Integrative Neurosomatic Therapy
Integrative Neurosomatic Therapy is a highly personalised, integrative approach developed through my own clinical practice and long-term interdisciplinary study. It combines hands-on manual therapy with somatic education, nervous system regulation training, and guided awareness techniques designed to support both physiological and psychological integration. The method weaves together touch-based interventions, somatic tracking (developing interoceptive and proprioceptive awareness), emotional regulation tools, neurogenic tremoring, and carefully applied neuro-linguistic and hypnotic strategies to support shifts in deeply held patterns of stress and dysregulation. This approach draws from multiple evidence-informed and clinically established frameworks, including neuroscience, biopsychology, biophysics, and contemporary trauma research. It integrates principles from Internal Family Systems (IFS), Somatic Experiencing, Eye Movement Desensitisation and Reprocessing (EMDR), and Emotional Freedom Techniques (EFT), each contributing different pathways for processing stress, memory, and emotional load within the body-mind system. It is also informed by the Neurosequential Model of Therapeutics and Education developed by Dr. Bruce Perry, which emphasises the sequential organisation of the nervous system and the importance of addressing regulation, safety, and relational engagement before higher-order cognitive processing can fully integrate change.

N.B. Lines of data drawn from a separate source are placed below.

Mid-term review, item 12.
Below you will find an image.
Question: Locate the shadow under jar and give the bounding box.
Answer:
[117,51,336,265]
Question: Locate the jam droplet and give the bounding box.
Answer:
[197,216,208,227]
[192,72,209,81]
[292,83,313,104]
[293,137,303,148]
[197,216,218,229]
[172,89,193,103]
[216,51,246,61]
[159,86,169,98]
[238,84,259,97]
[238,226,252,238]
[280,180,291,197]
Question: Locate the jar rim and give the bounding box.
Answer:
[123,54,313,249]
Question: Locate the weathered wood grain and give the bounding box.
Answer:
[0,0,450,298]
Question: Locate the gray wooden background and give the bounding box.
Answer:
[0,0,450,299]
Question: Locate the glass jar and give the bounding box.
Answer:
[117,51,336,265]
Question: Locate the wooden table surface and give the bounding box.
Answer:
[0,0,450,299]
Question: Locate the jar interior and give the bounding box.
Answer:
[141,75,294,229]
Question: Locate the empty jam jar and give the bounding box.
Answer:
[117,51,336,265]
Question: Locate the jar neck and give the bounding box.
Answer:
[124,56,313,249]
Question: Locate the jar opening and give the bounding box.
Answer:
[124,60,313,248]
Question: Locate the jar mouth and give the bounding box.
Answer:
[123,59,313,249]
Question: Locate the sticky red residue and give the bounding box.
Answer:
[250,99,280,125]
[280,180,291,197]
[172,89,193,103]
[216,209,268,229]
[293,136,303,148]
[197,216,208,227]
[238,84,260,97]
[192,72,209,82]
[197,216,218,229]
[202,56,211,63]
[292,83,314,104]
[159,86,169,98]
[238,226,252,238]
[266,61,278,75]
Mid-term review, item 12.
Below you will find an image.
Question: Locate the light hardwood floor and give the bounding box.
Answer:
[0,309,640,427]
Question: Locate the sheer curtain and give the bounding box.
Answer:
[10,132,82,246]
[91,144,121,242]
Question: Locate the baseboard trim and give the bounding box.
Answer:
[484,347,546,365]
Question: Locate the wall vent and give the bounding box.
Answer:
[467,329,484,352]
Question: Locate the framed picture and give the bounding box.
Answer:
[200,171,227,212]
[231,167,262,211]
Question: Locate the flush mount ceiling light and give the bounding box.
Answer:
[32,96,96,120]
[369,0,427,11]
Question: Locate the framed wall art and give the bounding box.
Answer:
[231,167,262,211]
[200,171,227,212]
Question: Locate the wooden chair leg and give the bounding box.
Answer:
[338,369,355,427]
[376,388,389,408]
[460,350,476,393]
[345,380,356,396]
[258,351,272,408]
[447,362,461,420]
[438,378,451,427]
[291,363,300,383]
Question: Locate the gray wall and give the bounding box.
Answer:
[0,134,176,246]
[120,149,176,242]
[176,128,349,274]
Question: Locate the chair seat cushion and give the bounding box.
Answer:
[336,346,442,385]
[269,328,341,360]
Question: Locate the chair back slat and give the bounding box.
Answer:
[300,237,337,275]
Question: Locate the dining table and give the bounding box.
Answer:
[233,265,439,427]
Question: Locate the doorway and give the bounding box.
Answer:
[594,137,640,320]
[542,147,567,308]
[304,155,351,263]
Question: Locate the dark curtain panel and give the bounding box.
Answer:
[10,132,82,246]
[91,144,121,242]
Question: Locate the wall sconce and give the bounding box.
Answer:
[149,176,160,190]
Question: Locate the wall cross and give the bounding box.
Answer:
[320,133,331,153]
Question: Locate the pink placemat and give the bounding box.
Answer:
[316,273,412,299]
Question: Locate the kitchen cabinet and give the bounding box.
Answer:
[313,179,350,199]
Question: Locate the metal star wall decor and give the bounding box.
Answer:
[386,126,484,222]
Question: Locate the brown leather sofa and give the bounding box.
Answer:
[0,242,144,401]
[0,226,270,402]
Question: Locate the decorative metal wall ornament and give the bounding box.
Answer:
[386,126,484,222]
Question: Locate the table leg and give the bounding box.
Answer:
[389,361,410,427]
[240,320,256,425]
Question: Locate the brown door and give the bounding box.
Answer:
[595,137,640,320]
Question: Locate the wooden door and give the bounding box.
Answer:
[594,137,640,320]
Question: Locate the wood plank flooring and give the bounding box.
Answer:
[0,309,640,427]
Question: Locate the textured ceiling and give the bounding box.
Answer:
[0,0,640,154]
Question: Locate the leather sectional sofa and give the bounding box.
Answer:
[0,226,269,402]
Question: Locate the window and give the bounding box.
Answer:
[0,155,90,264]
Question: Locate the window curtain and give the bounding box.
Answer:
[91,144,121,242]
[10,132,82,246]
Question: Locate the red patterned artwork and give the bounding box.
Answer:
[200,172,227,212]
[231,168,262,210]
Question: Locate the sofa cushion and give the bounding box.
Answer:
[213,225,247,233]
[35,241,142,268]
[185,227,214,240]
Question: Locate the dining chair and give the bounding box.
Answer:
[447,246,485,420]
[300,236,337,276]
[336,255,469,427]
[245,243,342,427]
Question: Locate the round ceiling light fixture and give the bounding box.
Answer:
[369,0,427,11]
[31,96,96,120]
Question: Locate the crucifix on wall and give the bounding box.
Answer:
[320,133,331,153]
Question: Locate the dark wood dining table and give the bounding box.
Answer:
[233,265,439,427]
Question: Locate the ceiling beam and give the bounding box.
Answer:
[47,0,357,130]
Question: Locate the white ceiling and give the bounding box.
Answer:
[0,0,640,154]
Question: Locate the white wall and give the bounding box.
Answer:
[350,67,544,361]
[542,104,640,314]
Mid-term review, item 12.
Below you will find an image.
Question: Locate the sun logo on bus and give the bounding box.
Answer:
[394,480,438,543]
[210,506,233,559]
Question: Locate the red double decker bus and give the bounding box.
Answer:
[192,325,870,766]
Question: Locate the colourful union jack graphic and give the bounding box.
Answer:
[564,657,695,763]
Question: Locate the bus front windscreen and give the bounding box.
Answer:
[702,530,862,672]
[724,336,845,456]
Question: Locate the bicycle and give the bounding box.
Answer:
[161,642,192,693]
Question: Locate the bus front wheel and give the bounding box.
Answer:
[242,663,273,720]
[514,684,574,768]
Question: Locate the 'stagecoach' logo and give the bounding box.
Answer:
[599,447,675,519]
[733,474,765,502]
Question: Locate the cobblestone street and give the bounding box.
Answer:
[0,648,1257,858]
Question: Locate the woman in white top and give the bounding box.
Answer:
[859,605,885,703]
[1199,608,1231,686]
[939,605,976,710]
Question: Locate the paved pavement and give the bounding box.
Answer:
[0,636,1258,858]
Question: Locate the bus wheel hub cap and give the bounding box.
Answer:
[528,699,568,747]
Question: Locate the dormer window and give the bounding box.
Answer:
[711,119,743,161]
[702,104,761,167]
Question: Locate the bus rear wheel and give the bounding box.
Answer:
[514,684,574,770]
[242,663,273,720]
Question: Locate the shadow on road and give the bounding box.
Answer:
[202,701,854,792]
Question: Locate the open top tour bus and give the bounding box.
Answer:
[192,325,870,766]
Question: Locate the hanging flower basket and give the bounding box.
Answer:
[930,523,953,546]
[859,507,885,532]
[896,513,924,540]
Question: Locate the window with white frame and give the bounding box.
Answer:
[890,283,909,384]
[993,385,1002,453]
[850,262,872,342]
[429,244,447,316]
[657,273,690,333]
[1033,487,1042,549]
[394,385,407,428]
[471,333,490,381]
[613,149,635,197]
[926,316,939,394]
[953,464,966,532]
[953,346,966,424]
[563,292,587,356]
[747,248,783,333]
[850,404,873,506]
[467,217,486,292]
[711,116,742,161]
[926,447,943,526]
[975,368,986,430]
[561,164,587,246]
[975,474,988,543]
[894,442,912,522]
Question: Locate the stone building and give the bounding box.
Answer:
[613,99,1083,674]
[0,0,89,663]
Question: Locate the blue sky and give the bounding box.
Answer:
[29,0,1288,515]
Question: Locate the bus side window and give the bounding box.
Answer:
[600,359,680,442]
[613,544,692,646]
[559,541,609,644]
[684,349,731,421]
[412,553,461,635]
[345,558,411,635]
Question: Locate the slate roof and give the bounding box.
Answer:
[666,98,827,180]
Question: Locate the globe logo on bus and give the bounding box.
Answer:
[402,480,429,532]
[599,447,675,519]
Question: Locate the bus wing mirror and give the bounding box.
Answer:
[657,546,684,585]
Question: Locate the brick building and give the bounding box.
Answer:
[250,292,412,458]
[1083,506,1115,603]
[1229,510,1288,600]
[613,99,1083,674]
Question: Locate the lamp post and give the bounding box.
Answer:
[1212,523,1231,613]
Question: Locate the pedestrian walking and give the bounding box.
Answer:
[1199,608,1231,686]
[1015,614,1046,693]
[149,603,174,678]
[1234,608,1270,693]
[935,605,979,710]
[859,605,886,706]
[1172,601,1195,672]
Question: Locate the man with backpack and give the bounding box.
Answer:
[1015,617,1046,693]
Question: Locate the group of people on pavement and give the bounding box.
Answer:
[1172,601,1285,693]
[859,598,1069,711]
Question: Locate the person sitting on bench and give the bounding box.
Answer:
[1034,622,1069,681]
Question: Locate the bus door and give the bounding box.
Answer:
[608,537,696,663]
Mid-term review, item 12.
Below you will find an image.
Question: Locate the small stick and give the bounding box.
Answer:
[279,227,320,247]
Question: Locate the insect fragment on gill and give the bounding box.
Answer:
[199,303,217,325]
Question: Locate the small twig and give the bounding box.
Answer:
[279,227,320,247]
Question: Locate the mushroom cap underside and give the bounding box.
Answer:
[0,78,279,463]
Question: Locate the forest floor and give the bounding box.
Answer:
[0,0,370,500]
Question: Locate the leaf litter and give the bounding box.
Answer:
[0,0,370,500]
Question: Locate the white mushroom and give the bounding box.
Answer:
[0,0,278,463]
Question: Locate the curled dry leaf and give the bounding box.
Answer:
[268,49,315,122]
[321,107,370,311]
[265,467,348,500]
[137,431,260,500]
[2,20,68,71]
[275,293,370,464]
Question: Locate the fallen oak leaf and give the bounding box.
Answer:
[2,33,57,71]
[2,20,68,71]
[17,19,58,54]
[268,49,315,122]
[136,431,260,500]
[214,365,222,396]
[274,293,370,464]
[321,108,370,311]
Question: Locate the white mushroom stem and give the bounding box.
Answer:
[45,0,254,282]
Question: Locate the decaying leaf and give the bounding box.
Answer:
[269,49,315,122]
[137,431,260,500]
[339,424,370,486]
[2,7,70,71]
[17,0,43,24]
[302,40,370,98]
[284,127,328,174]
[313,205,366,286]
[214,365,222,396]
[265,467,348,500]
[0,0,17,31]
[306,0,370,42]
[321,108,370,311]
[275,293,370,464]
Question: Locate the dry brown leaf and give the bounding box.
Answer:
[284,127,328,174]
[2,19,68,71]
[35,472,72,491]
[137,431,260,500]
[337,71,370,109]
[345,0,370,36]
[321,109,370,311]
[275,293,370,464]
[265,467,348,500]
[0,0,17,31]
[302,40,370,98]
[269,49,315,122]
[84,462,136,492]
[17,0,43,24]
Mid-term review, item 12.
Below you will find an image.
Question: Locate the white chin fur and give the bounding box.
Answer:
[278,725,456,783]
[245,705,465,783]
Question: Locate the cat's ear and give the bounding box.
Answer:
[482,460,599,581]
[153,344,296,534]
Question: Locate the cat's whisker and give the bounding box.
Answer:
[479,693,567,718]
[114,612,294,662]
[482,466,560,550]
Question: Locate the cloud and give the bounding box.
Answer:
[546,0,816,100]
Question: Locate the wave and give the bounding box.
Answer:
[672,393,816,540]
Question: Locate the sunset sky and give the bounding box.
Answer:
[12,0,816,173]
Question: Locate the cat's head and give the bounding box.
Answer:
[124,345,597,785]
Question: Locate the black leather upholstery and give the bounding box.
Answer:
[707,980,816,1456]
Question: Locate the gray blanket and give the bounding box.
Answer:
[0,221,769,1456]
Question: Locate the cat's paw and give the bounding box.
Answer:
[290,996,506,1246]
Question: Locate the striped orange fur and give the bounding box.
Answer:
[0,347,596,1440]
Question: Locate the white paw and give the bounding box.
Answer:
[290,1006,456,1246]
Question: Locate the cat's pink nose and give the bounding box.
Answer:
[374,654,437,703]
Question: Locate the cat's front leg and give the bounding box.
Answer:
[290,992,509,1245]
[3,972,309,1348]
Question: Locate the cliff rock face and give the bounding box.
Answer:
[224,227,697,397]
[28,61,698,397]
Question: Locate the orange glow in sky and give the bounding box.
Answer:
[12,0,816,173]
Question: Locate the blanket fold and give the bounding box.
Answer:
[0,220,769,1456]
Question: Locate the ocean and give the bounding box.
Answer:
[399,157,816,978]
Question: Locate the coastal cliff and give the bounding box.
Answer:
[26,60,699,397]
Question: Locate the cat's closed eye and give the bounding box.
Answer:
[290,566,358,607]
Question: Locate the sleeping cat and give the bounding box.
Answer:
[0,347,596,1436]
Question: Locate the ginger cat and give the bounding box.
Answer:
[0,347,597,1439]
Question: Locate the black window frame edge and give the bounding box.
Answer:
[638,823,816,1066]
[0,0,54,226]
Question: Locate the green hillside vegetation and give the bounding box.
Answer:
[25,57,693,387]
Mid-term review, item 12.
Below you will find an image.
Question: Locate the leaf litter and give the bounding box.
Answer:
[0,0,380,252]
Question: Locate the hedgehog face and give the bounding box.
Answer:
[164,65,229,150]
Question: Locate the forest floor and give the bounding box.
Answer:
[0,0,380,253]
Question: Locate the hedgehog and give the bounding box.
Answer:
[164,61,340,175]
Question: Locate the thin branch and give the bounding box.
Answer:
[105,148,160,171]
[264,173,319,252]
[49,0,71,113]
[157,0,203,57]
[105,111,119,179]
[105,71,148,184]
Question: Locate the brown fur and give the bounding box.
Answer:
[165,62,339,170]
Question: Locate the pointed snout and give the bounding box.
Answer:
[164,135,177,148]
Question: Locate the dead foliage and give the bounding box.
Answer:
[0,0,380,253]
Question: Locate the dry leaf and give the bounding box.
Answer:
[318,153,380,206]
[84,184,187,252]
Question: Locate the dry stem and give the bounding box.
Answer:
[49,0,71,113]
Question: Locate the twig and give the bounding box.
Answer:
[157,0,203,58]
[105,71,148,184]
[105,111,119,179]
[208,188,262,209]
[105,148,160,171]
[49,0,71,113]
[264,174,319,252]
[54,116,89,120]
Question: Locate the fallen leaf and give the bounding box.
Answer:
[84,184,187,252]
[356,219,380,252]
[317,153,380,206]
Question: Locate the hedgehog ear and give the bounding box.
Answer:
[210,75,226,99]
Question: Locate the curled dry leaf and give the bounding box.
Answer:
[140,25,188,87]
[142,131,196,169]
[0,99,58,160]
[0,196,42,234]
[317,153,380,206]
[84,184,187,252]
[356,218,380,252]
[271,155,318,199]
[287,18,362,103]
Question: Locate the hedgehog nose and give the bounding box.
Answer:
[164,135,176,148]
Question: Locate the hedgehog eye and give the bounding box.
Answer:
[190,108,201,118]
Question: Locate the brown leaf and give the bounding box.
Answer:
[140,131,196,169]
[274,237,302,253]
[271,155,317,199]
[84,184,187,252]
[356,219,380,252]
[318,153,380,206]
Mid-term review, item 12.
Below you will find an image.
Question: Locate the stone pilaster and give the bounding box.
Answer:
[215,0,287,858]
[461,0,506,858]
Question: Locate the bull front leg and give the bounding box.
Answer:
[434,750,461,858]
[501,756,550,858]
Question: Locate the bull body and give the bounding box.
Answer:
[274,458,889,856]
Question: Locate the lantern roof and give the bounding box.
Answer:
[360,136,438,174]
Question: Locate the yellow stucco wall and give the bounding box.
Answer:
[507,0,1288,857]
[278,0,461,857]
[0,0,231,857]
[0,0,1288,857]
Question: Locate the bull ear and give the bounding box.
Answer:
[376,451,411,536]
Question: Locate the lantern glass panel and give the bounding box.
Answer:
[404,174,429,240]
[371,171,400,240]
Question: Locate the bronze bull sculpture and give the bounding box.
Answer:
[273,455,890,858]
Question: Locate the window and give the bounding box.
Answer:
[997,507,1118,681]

Rather than treating symptoms in isolation, this work views the human system as a layered neurobiological ecology—where movement, sensation, emotion, and meaning are interdependent. The aim is to restore flexibility within the nervous system, increase coherence between physiological and emotional states, and support the natural capacity for adaptation, regulation, and recovery. At its core, Integrative Neurosomatic Therapy is a structured yet intuitive process that helps individuals reconnect with embodied intelligence, unwind patterns of chronic activation or collapse, and rebuild a more stable, responsive, and internally coherent sense of self.